Romania sought and obtained a stay enforcement from the UK Commercial Court in January 2017, upheld in July 2018 by the Court of Appeal, pending decision of the General Court of the European Union (the “GCEU”) on the status of the award under EU law, which the Commission had declared State aid incompatible with the internal market in a 2015 decision. The GCEU annulled the Commission’s decision on 18 June 2019, on the ground that the Commission had exceeded its powers by ruling on events predating Romania’s accession to the EU. The Commission lodged an appeal before the Court of Justice of the European Union (“CJEU”), which has not yet heard oral arguments.
Following the Miculas’ appeal of the Court of Appeal decision to stay enforcement, the SC heard oral arguments in October 2019 and issued its judgment on 19 February 2020.
The decision
Before detailing the reasons why it lifted the stay enforcement, the SC rejected the Miculas’ argument that the UK courts were not bound by the duty of sincere cooperation under EU law following the GCEU’s decision to annul the Commission’s ruling of 2015. The SC considered that a risk of contradictory decisions between the UK and EU courts remained.
The SC’s first ground for lifting the stay enforcement was that the UK courts have the obligation to give effect to the Micula award under the ICSID Convention.

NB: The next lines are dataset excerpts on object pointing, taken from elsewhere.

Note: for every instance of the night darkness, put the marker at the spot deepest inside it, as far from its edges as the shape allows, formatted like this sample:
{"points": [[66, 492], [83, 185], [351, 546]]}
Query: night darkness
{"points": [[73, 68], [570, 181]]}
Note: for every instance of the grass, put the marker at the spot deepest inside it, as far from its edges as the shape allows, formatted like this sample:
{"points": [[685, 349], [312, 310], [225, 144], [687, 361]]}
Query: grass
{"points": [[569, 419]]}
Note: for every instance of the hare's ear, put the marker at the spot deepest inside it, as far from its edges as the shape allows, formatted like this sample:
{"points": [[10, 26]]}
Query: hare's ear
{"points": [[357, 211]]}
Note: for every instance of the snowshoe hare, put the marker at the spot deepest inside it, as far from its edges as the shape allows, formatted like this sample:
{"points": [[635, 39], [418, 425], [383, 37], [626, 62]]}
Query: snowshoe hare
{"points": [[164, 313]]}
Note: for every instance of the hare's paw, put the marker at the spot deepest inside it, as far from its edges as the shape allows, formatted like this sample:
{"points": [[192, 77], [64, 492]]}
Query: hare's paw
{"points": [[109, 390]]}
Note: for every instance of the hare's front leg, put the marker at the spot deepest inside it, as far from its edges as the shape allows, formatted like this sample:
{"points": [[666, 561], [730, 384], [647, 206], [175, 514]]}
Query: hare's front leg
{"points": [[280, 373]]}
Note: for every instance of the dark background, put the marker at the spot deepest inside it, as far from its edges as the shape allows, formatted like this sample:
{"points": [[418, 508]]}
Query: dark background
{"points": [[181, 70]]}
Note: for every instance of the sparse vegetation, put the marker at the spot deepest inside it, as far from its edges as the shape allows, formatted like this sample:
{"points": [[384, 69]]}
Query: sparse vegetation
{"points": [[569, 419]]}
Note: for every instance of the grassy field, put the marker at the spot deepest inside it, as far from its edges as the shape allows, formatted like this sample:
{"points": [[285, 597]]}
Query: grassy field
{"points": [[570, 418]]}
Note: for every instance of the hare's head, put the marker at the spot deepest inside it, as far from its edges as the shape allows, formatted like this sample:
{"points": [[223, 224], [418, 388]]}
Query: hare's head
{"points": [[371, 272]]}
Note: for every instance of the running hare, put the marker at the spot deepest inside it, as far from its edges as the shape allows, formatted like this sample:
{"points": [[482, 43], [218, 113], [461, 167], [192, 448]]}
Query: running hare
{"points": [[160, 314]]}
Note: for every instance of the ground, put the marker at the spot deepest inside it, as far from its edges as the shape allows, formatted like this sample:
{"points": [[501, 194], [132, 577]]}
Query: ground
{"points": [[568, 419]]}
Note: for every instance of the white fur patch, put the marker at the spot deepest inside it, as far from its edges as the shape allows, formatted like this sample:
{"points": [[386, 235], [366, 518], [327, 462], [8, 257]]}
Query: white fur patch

After a careful review of the ICSID Convention’s travaux préparatoires, the SC found that article 54(1), which provides that States shall recognise an award “as if it were a final judgment of a court in that State”, arguably allows, in exceptional and extraordinary circumstances that are not defined, certain defences to enforcement available in local courts to final judgments.
Though the SC took note of the debate on the interpretation of that article, which had divided the Court of Appeal, it considered that the proper interpretation of article 54(1) could only be resolved by the International Court of Justice and that this interpretation was in fact irrelevant to the present circumstances. The SC finally deemed that the Court of Appeal had exceeded its powers by granting the stay enforcement on substantive grounds as opposed to procedural grounds.
Second, the SC relied on article 351 of the Treaty on the Functioning of the European Union to find that the duty of sincere cooperation under EU law does not require domestic courts to decline ruling on the present issue pending resolution by the EU courts. In fact, the UK’s obligation to enforce the award under ICSID could not be affected by EU treaties posterior to the ratification of the ICSID Convention by the UK.
The SC thus ruled that the stay enforcement was an unlawful measure both under international and domestic law. It further discharged the order for security which had been granted to the Miculas but stayed by the Court of Appeal.
Commentary
This decision brings a significant development to enforcement proceedings of ICSID awards before UK courts, both with regards to EU treaties and to the power of local courts to resist enforcement.
The SC seems to grant English courts further power to stay enforcement of an ICSID award in limited and exceptional circumstances, which remain to be defined, while specifying that stays can only be granted for procedural reasons and in circumstances where no inconsistency arises with obligations under ICSID.
The SC’s ruling also appears to take an investor-friendly approach to the enforcement of intra-EU ICSID awards. Indeed, the EU duty of sincere cooperation no longer is a valid ground to resist enforcement as a Respondent State before the UK courts.